The Conversion of Saint Paul (or Conversion of Saul), by the Italian painter Caravaggio, is housed in the Odescalchi Balbi Collection of Rome. It is one of at least two paintings by Caravaggio of the same subject, the Conversion of Paul. Another is The Conversion of Saint Paul on the Road to Damascus, in the Cerasi Chapel of Santa Maria del Popolo.
The painting, together with a Crucifixion of Saint Peter, was commissioned by Monsignor (later Cardinal) Tiberio Cerasi, Treasurer-General to Pope Clement VIII, in September 1600. According to Caravaggio's early biographer Giovanni Baglione, both paintings were rejected by Cerasi, and replaced by the second versions which hang in the chapel today. The dates of completion and rejection are determined from the death of Cerasi in May 1601. Baglione states that the first versions of both paintings were taken by Cardinal Giacomo Sannessio, but another early writer, Giulio Mancini, says that Sannessio's paintings were copies.
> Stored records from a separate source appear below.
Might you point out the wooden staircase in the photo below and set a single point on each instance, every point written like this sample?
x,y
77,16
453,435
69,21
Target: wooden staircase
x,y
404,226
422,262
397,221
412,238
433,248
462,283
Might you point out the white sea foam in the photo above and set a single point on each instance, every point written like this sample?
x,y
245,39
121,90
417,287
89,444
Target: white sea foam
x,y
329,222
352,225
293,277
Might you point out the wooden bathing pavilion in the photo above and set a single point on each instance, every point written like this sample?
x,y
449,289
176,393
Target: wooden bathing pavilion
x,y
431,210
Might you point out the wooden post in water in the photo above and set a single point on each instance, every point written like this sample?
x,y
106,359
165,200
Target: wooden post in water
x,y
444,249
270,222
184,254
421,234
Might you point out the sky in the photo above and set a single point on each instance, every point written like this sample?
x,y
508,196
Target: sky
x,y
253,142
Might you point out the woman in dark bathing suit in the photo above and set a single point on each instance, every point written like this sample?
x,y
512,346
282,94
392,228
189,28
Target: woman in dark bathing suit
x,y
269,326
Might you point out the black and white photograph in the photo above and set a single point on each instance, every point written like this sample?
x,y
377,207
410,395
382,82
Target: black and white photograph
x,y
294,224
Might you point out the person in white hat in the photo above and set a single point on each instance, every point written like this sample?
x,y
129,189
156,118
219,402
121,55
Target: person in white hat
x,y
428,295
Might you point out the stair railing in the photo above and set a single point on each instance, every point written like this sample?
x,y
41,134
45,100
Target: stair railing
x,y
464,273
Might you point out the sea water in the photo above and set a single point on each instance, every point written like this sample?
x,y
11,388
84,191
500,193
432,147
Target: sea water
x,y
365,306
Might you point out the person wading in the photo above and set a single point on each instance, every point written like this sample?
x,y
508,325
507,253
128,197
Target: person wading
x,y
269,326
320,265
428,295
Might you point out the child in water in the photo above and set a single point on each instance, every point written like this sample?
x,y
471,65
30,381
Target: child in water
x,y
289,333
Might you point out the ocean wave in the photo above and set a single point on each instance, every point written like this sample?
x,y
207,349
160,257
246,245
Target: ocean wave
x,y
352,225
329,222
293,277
Nevertheless, most scholars are satisfied that this is the first version of the Conversion of Paul.
The painting records the moment when Saul of Tarsus, on his way to Damascus to annihilate the Christian community there, is struck blind by a brilliant light and hears the voice of Christ saying, "Saul, Saul, why persecutest thou me?...And they that were with me saw indeed the light, and were afraid, but they heard not the voice..." (Acts 22:6-11). Elsewhere Paul claims to have seen Christ during a vision, and it is on this basis that he grounds his claim be recognised as an Apostle: "Have I not seen Jesus Christ our Lord?" (I Corinthians 9:1).
Caravaggio biographer Helen Langdon describes style of Conversion as "an odd blend of Raphael and clumsy rustic realism," but notes how the composition, with its jagged shapes and irrational light which licks out details for their dramatic impact, creates "a sense of crisis and dislocation [in which] Christ disrupts the mundane world."
Several modern commentators (including John Gash and Peter Robb) have questioned whether the rejection of the first versions of Caravaggio's two paintings was quite so straightforward as the record makes it seem, and speculate that Cardinal Sannessio may have seized the opportunity of Cerasi's unexpected death on 3 May 1601 to, in effect, seize the paintings. Certainly there is no obvious reason for the rejection, and the two second versions which replaced them were, if the surviving first version of the Conversion is a guide, (the first Crucifixion of Peter has disappeared), far more unconventional than the first.